Laidlaw believes if Scotland can get over the barrier and register a win on Saturday they can look to finish the tournament on a high.

After losses to England and Wales in the first two matches of this year’s competition, the clash against the equally winless Italians is looming as an absolutely pivotal encounter, with a lurch towards an unthinkable second straight Wooden Spoon whitewash a distinct possibility if things go wrong.

“It is not difficult to convince the team,” said Laidlaw. “They understand we are not playing badly. We are playing against good teams.

“Wales away is a tough place to go and win while England took their couple of opportunities. If we took ours we could have tipped the balance and won the game.

“Morale is frustrated. Certainly not low.”

Laidlaw called a team meeting after an extended training session yesterday morning and is leaving no stone unturned in the search for that elusive victory.

“It was an extremely tough session. Afterwards, we tidied up a few things at the end of training and then we went to our meeting,” explained the Gloucester scrum-half. “We wanted to run through a few things, tidy up a few things and chat through a few things.

“At the players meeting, we discussed what we want to do at different periods of the game. I can’t give away too much but we wanted to meet and discuss things after the training session.”

Laidlaw is well aware that Italy will be fired up for the visit of the opponents they have had by far their best record against, but feels that just getting that win could act as a catalyst.

“They’ll be stuffy, trying to target this game, clearly,” he said. “Strong scrum, strong lineout, that’s pretty much what we expect and they’ll look to play off the back of that as well.

“There’s a lot riding on the game and we understand that. The good thing is there’s three games to go and, if we can get a positive performance that brings us that win, we then return home to Murrayfield after a week off against France.

“The tournament’s tight, there’s nobody really that far ahead I don’t think.”

Laidlaw continues to preach a positive outlook and views that as the only way to break free from the losing habit.

“We’ve got to play with confidence, 100 per cent,” he said. “I think we are playing with confidence, we’re playing well, we simply need to squeeze a little bit more out of each other to get over the line.

“Just tidy up those little instances from around the game. If we do that, we’ll be in a good frame of mind.

“We’ve got to play with confidence, especially the strike runners. [Stuart] Hogg was excellent against England and unfortunately was hurt against Wales but Tommy [Seymour] took up the mantle. We need to give these boys licence to go and play well.”

Laidlaw knows that his own performance sets the tone and felt he stepped up well in Cardiff during that 27-23 defeat.

“I have tried to make a few tweaks and I want to try and improve as a leader,” he continued.

“I look at my performance in Cardiff and I was happy how I played. If you perform well, other players will perform well. I have to put my performance first and, if I lead, then others can follow off the back of it.”

Scotland know Italy as well as any international team at present, having come up against them three times in the past 12 months – following up the agonising 22-19 home loss in the Six Nations with two wins in World Cup warm-up Tests.

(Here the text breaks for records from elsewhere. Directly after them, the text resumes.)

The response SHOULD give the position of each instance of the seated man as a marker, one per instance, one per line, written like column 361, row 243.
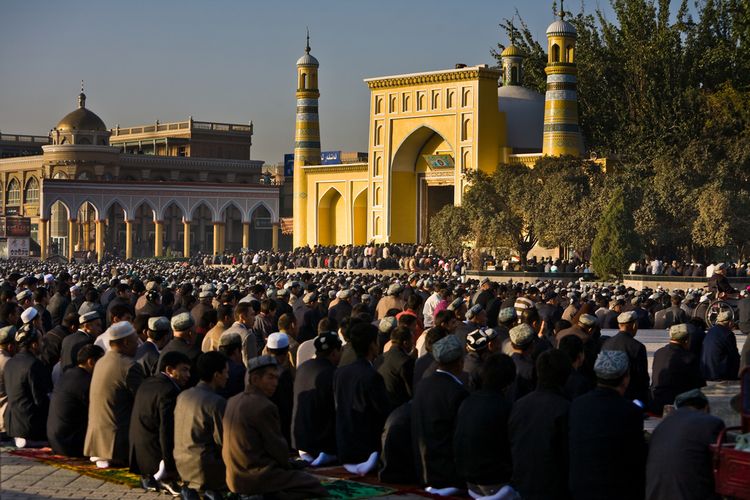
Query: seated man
column 254, row 450
column 198, row 429
column 69, row 408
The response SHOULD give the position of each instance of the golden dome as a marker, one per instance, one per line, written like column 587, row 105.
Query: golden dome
column 512, row 51
column 81, row 118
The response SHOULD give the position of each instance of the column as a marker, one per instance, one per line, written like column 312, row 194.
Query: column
column 43, row 239
column 99, row 240
column 128, row 239
column 72, row 237
column 186, row 239
column 217, row 237
column 158, row 238
column 246, row 235
column 275, row 237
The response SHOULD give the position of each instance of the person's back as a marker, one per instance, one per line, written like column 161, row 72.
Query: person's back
column 679, row 459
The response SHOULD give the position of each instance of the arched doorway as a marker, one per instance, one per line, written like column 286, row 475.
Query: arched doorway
column 359, row 219
column 422, row 182
column 261, row 237
column 332, row 219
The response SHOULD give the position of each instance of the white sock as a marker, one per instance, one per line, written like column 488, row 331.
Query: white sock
column 368, row 465
column 323, row 459
column 443, row 492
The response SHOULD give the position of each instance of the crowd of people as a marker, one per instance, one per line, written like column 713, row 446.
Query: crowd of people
column 245, row 379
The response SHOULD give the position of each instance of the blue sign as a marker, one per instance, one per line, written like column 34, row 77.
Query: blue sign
column 330, row 157
column 288, row 165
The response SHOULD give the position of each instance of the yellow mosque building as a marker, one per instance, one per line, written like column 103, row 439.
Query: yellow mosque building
column 426, row 132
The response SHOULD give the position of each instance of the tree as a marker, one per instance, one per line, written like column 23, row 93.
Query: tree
column 616, row 243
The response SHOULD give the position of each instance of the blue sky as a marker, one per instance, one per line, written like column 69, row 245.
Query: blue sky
column 234, row 61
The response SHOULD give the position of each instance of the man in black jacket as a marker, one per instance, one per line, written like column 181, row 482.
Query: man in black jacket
column 69, row 407
column 434, row 412
column 538, row 431
column 314, row 411
column 606, row 445
column 151, row 433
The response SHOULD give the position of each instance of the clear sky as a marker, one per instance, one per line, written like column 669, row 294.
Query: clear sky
column 234, row 61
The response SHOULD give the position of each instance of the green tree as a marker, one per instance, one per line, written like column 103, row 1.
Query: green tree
column 616, row 243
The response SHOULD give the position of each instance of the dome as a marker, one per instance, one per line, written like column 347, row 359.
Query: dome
column 524, row 117
column 561, row 27
column 512, row 51
column 307, row 60
column 81, row 118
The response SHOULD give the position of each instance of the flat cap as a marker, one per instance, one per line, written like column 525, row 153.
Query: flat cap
column 627, row 317
column 8, row 334
column 120, row 330
column 159, row 324
column 475, row 309
column 610, row 365
column 28, row 315
column 693, row 396
column 182, row 322
column 447, row 349
column 477, row 341
column 679, row 332
column 587, row 320
column 326, row 342
column 259, row 362
column 506, row 314
column 89, row 316
column 522, row 334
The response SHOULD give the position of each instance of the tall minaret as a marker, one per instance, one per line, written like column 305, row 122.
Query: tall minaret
column 306, row 139
column 562, row 135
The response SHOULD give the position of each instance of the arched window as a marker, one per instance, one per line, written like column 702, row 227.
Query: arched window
column 14, row 193
column 31, row 194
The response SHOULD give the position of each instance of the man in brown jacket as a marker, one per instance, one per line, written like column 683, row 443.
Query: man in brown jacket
column 254, row 450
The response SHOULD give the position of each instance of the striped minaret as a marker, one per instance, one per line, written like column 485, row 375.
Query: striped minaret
column 306, row 139
column 562, row 135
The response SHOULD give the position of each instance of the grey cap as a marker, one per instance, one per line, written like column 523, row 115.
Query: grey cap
column 182, row 322
column 8, row 334
column 522, row 334
column 447, row 349
column 610, row 365
column 159, row 324
column 259, row 362
column 89, row 316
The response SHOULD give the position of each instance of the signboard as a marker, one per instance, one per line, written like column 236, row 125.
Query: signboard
column 439, row 161
column 18, row 247
column 288, row 165
column 330, row 157
column 19, row 227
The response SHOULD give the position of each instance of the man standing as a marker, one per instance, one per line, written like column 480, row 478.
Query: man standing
column 198, row 430
column 638, row 387
column 152, row 424
column 721, row 359
column 606, row 446
column 69, row 407
column 254, row 450
column 114, row 383
column 434, row 413
column 314, row 414
column 679, row 459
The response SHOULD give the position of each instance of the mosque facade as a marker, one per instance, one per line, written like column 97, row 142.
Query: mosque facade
column 426, row 132
column 157, row 190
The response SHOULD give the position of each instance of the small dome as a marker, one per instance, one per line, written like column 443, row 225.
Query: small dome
column 81, row 118
column 512, row 51
column 561, row 27
column 307, row 60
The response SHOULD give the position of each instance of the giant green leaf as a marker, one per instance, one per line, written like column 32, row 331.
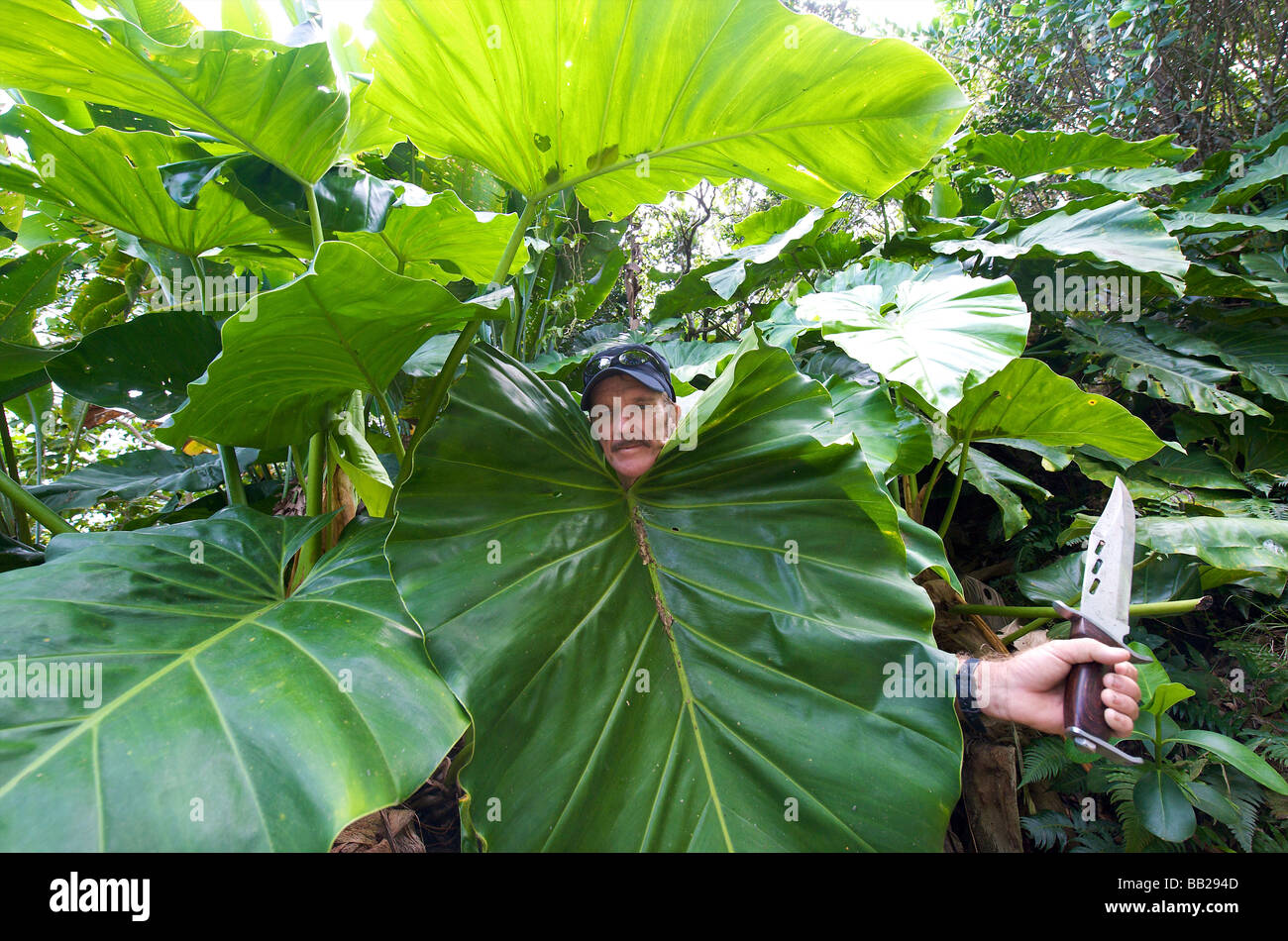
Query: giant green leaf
column 279, row 103
column 111, row 176
column 143, row 365
column 1031, row 154
column 21, row 360
column 1095, row 181
column 1222, row 222
column 348, row 323
column 1162, row 806
column 1141, row 366
column 1028, row 400
column 1234, row 753
column 1224, row 542
column 1258, row 175
column 136, row 473
column 707, row 696
column 1258, row 352
column 26, row 284
column 1121, row 233
column 1210, row 280
column 728, row 279
column 941, row 335
column 232, row 717
column 893, row 438
column 626, row 102
column 439, row 239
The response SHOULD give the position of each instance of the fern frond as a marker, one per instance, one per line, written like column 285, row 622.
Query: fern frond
column 1122, row 785
column 1043, row 760
column 1047, row 829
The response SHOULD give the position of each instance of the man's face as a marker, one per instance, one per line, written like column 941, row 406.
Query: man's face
column 631, row 422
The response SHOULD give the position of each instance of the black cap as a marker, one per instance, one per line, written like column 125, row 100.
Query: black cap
column 648, row 367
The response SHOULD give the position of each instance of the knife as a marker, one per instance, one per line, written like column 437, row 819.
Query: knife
column 1102, row 615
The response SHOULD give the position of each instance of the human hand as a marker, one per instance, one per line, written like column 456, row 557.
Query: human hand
column 1029, row 687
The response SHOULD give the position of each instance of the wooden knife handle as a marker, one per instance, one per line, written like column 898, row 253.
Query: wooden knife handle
column 1083, row 709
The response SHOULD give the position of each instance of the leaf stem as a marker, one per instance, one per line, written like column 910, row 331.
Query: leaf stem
column 40, row 512
column 386, row 412
column 20, row 518
column 428, row 412
column 232, row 475
column 1153, row 609
column 312, row 550
column 314, row 218
column 961, row 467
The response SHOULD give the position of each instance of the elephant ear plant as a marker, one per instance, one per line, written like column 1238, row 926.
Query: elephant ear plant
column 703, row 653
column 691, row 665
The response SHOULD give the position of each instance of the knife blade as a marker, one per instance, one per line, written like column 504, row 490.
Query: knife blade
column 1102, row 615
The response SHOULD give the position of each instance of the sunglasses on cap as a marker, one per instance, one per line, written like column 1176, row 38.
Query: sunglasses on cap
column 632, row 356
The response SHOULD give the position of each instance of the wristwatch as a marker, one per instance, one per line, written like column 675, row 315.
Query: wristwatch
column 967, row 685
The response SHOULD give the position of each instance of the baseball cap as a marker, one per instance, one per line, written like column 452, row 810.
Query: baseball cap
column 642, row 364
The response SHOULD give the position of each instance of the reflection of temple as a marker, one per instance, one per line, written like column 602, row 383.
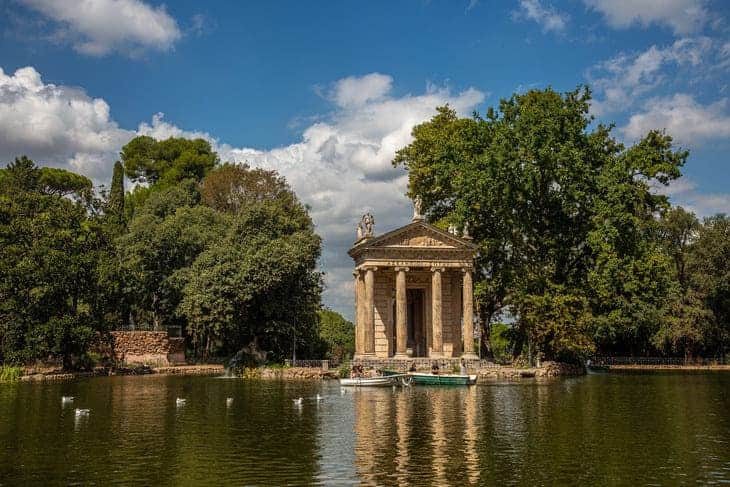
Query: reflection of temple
column 417, row 436
column 413, row 291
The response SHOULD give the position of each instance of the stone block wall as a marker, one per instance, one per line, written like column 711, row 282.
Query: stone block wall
column 147, row 347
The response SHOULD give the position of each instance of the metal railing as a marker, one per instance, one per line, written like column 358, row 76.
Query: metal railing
column 317, row 364
column 670, row 361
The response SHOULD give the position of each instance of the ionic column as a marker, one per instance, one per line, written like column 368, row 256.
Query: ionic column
column 401, row 317
column 359, row 322
column 437, row 337
column 369, row 312
column 467, row 301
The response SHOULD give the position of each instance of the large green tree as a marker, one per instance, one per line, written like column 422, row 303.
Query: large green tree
column 259, row 284
column 49, row 253
column 559, row 209
column 337, row 335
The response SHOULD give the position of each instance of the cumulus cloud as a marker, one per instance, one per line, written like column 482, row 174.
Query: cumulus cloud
column 683, row 192
column 545, row 15
column 683, row 16
column 686, row 120
column 56, row 125
column 99, row 27
column 341, row 167
column 356, row 91
column 622, row 80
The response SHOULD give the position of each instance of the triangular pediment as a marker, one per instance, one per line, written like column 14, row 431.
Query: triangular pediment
column 418, row 234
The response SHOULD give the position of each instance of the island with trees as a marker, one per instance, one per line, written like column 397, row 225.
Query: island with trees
column 580, row 253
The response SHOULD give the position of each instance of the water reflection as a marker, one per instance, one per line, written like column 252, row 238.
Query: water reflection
column 417, row 436
column 627, row 430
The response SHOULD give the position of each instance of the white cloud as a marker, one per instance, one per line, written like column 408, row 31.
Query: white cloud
column 547, row 16
column 56, row 125
column 99, row 27
column 355, row 91
column 686, row 120
column 622, row 80
column 683, row 192
column 340, row 167
column 683, row 16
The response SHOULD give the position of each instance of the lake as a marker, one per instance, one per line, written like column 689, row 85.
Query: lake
column 650, row 429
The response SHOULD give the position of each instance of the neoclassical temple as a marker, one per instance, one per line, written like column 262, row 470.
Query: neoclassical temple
column 413, row 291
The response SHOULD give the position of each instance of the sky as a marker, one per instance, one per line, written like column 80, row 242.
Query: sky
column 326, row 92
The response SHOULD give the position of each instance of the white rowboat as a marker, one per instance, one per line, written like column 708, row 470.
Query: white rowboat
column 384, row 381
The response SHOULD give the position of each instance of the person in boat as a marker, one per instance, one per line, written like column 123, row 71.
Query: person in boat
column 435, row 368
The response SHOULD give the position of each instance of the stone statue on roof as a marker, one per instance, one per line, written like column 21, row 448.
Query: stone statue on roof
column 366, row 227
column 417, row 208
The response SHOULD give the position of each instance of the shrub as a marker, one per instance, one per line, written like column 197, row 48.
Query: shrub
column 9, row 373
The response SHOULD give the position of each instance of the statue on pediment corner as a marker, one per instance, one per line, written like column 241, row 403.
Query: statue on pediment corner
column 366, row 227
column 417, row 208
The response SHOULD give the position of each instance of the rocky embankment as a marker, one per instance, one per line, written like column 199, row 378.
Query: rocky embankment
column 55, row 375
column 546, row 370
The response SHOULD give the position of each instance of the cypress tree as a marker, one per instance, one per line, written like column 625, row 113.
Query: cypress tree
column 115, row 205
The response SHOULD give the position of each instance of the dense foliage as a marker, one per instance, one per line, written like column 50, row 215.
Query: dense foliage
column 226, row 253
column 574, row 244
column 337, row 335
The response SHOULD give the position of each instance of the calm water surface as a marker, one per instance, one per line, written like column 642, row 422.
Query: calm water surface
column 595, row 430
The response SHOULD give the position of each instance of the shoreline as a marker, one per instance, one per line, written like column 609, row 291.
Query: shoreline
column 485, row 374
column 185, row 370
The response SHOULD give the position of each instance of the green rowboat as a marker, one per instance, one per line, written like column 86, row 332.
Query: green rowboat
column 437, row 379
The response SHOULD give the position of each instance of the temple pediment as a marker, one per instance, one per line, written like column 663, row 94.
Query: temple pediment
column 417, row 235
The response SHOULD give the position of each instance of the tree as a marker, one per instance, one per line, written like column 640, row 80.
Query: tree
column 49, row 251
column 166, row 236
column 709, row 269
column 337, row 335
column 548, row 197
column 115, row 203
column 168, row 161
column 258, row 285
column 230, row 187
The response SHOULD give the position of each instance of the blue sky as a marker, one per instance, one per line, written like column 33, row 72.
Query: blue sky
column 325, row 92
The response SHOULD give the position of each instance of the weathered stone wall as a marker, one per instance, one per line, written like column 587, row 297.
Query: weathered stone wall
column 147, row 347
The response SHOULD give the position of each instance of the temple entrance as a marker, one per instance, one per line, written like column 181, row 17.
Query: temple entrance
column 416, row 328
column 413, row 290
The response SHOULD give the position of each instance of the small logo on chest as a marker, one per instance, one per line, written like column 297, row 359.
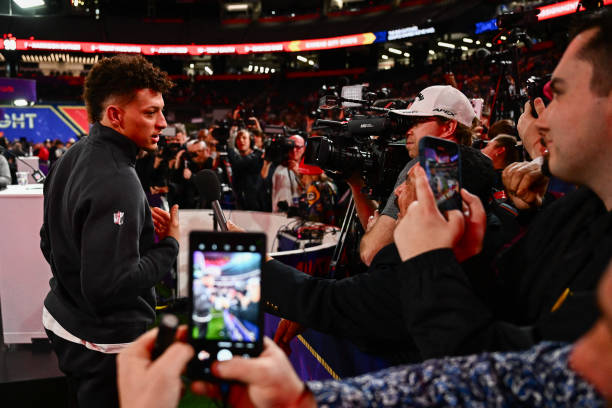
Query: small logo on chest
column 118, row 217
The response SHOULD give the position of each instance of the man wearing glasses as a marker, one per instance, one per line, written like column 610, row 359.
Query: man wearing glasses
column 286, row 185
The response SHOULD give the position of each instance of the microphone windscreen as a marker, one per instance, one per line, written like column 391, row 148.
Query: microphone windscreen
column 208, row 186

The second of those summer clashes was a thumping 48-7 victory at BT Murrayfield but Laidlaw knows the Italians will go into this game confident they can notch an eighth Six Nations win over the Scots.

“We understand Italy will back themselves and we don’t have any control over that,” he said.

“We simply concentrate on ourselves.

“They shipped a fair few points at home last time [a 40-9 home defeat by England] so we think we can see opportunities if we play properly, we can cause them problems.”